CAG and No reporter groups
Five Fischer 344 rats were injected with 15 µL AAV6-hSyn-ChR2(H134R)-EYFP-WPRE and five Fisher 344 rats were injected with 15 µL AAV6-CAG-ChR2(H134R)-EYFP-WPRE, at the same 1E14 vp/mL dosage. These animals were tested every two weeks but additionally had one surgery as described previously3 at week 4 post-injection to check for optogenetic activity directly on the sciatic nerve. These rats were euthanized at 8 weeks as opposed to 12 weeks. Three of the five CAG promoter rats within two different cages died at ~4 weeks. A necropsy was performed on one of these rats, which revealed no obvious cause of death. Lastly, for the no reporter group, 10 Sprague Dawley rats were injected with 15 µL AAV6-hSyn-ChR2(H134R)-WPRE, eliminating the EYFP construct. Five of these rats were randomly selected to be euthanized at 8 weeks and five of these rats were selected to be euthanized at 12 weeks to increase the chance of catching optogenetic activity within the nerve for immunofluorescence analysis.

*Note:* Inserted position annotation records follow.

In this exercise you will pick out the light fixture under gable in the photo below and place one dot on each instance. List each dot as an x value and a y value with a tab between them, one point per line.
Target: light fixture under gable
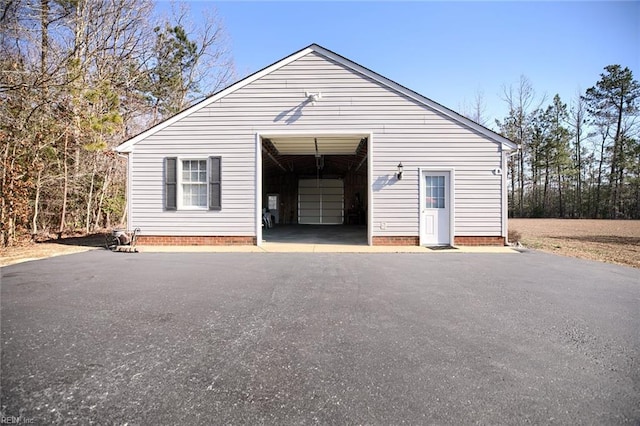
313	97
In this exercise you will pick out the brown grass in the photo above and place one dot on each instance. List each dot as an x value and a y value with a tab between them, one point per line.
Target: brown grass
612	241
29	250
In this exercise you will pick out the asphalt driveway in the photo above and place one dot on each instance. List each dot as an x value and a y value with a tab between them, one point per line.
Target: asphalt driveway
269	338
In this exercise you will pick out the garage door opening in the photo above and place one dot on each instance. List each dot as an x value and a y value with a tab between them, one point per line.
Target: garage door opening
315	189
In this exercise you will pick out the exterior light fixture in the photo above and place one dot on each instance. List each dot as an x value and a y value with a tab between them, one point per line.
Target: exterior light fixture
313	97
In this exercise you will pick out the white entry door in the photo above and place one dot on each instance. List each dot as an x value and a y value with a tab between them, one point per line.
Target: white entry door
435	208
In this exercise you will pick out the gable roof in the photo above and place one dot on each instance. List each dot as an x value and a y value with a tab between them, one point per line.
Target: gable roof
127	146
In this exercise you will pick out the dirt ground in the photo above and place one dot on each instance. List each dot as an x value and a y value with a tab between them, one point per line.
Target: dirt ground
48	248
612	241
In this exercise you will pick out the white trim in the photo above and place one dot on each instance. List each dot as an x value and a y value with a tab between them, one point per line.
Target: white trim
179	183
258	168
452	198
504	203
129	222
505	143
370	190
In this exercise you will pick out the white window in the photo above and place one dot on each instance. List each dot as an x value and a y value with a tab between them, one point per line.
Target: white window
194	184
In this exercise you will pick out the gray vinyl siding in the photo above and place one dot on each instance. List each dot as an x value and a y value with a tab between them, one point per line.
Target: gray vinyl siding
403	131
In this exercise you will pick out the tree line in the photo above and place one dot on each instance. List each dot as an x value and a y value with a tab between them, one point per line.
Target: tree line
77	78
575	161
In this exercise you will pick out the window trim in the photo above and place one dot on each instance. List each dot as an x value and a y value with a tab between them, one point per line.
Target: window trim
180	183
213	183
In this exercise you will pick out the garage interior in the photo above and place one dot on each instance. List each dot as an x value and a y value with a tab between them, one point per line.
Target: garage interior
314	189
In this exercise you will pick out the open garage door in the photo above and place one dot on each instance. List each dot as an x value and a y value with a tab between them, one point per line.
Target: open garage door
320	201
322	188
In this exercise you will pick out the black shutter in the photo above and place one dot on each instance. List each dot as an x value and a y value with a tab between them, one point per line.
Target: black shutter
170	183
215	181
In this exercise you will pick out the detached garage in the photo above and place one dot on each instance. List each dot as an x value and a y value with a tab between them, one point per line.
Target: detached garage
318	140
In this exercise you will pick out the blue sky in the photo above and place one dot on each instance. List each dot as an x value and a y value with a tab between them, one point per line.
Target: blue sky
447	51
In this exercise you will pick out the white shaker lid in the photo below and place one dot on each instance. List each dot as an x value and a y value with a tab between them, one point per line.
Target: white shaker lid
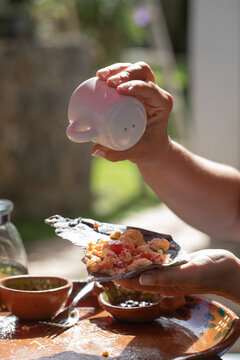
125	124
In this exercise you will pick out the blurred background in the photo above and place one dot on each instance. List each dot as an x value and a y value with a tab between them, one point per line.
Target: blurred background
48	47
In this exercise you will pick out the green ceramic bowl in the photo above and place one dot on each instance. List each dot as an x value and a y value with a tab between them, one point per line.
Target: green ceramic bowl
34	297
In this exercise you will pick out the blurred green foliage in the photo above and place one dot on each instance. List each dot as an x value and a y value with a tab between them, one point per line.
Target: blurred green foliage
117	188
112	26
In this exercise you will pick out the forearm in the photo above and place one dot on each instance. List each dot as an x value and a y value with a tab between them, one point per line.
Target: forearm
204	194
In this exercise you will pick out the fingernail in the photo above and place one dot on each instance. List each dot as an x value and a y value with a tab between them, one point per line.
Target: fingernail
125	87
99	153
114	80
146	279
103	72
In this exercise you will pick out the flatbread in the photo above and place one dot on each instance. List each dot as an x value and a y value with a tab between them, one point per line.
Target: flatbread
81	231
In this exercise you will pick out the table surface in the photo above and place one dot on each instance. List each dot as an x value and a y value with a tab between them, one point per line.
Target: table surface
96	332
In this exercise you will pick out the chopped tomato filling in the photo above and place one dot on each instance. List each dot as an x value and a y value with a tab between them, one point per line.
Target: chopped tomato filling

Channelrhodopsin electrophysiology measurement
Laser and LED pulses were controlled using a myDAQ (National Instruments) controlled by the NI Elvis Function Generator and custom software written in MATLAB as described previously3. The presence of a foot twitch in response to illumination was evaluated both electrophysiologically and visually. To evaluate the presence of a twitch response electrophysiologically and subsequently measure the strength of that response, four 30 G monopolar electromyography (EMG) needles (Natus Medical) were directly inserted through the skin into the gastrocnemius (GN) and tibialis anterior (TA) muscles of each rat for bipolar recording as described previously4. Needles were connected to a 20 kS/s multi-channel amplifier with a fixed 200x gain (IntanTech). The laser and LED were secured above the anesthetized animal to an assembly allowing for six degrees of freedom. The laser (OptoEngine) employed a beam of Gaussian cross-sectional profile and 3 mm diameter (1/e2), corresponding to a peak irradiance at the surface of the skin of 105 mW/mm2 at a measured output power of 375 mW. Electrical signals controlling the laser amplitude, pulse width, and frequency were simultaneously recorded by the amplifier, enabling temporal synchronization of laser pulses and EMG. EMG data was processed in MATLAB.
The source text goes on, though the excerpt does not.